He was still a moment, obviously trying to understand, and then, when he had, his arms tightened, pulling her closer to the warmth and strength of his body. Exactly where she wanted to be.
“Stay with me,” he whispered. “God, Robin, I don’t think I can stand it if you leave. I swear to you—”
“I can’t,” she said, interrupting whatever he wanted to promise her, because it wouldn’t be the one thing that would make a difference. “I can’t do that again, Jared. I can walk away from you tomorrow, but...I can’t do the other.”
“Robin,” he whispered in protest, but she ignored it.
“I buried my mother,” she said. “And then I buried my father. I can do whatever else I have to do, Jared, but...” When her voice faltered, she strengthened it. “I can’t bury you, too,” she said softly, the absolute bottom of the pit that had always loomed before her.
She felt the depth of the breath he took before he stirred, propping himself on one elbow so he could see her face. She lay back against the pillows, missing the feel of his arms around her.
The planes and angles of his face were harder than she could ever remember. And then his head began to lower, very slowly, giving her time to evade the descent of his lips if she wanted to.
And she didn’t, of course. Whatever happened tomorrow, there was still today. Each hour of it spent with him. Each moment to be savored, cherished and remembered, through the long cold loneliness that would follow. A loneliness that would be of her creating. The result of her cowardice. Her failure.

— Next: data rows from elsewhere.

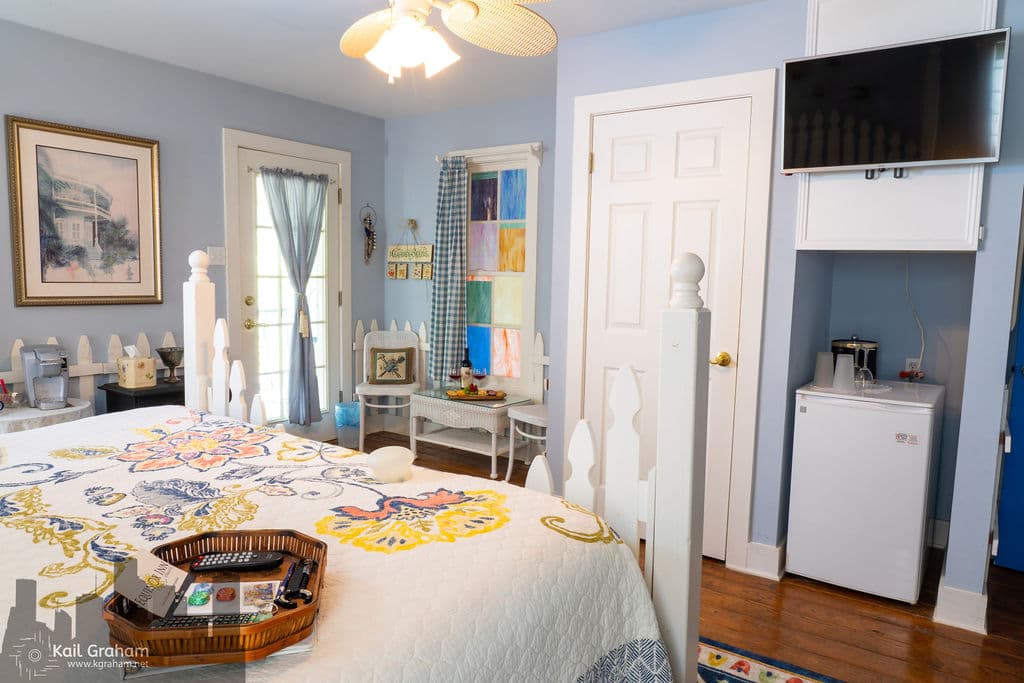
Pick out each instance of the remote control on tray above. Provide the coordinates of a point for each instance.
(189, 622)
(246, 560)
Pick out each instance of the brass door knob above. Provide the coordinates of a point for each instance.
(723, 359)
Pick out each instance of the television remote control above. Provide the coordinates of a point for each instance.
(245, 560)
(190, 622)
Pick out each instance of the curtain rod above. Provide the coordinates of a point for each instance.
(535, 148)
(330, 181)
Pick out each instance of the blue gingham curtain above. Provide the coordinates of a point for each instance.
(448, 308)
(297, 202)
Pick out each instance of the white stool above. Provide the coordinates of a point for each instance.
(537, 416)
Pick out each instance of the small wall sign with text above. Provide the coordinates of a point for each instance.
(411, 253)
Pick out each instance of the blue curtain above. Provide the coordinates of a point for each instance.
(448, 309)
(297, 202)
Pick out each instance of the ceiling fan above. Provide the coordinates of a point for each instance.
(399, 38)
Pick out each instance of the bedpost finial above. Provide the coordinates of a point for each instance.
(199, 260)
(687, 270)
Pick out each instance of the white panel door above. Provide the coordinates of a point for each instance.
(667, 180)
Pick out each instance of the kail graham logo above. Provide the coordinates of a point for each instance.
(34, 651)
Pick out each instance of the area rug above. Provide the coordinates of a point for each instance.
(718, 663)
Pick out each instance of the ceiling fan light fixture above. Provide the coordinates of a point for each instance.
(409, 43)
(437, 54)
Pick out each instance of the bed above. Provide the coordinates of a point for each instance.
(440, 578)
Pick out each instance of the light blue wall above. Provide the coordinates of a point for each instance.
(60, 80)
(869, 300)
(730, 41)
(994, 282)
(411, 170)
(812, 294)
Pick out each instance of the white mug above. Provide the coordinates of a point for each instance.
(844, 373)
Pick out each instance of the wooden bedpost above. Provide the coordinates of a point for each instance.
(682, 437)
(200, 308)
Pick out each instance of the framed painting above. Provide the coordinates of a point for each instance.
(84, 215)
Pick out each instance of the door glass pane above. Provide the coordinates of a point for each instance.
(274, 309)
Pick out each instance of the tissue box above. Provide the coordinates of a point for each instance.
(138, 373)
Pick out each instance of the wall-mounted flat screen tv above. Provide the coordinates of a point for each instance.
(921, 103)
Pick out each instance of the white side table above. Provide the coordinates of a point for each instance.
(463, 419)
(22, 419)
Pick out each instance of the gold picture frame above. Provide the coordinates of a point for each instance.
(84, 215)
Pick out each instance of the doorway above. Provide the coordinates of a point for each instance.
(259, 293)
(658, 171)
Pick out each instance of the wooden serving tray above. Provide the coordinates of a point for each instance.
(455, 395)
(174, 647)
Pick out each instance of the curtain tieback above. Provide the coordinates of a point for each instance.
(300, 302)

His mouth was suddenly over hers, and her lips opened willingly to receive his tongue. Each precious hour, she thought again. Then, as his body eased on top of hers, there was no more thought. And no time for regret.
“DETECTIVE CROCKER, Manhattan South,” the voice on the answering machine at Jared’s apartment said when he called to pick up his messages. “We’ve got the protester you were looking for if you want to come down and ID him.”
“Son of a bitch,” Jared said, feeling a surge of excitement he fought to suppress. This didn’t necessarily mean anything.
“What is it?” Robin asked, leaning out of the bathroom door.
“They think they’ve got our protester,” Jared said.
“The bearded guy?”
“They want you to come down and take a look at him.”
“I guess we can do that on the way back,” she said.
“Back?” Jared asked.
“I have to buy a dress.” She disappeared into the bathroom.
Jared shook his head as he pulled the phone directory out of the drawer. He wondered briefly if that was hormonal, too.
“You aren’t going to ask me why?”
Jared had sat down on the edge of the bed and was thumbing through the directory, looking for the listings for the New York Police Department. “Okay, I’ll bite,” he called, picking up the phone and punching in the number for Crocker’s precinct. “Why do you need a dress?”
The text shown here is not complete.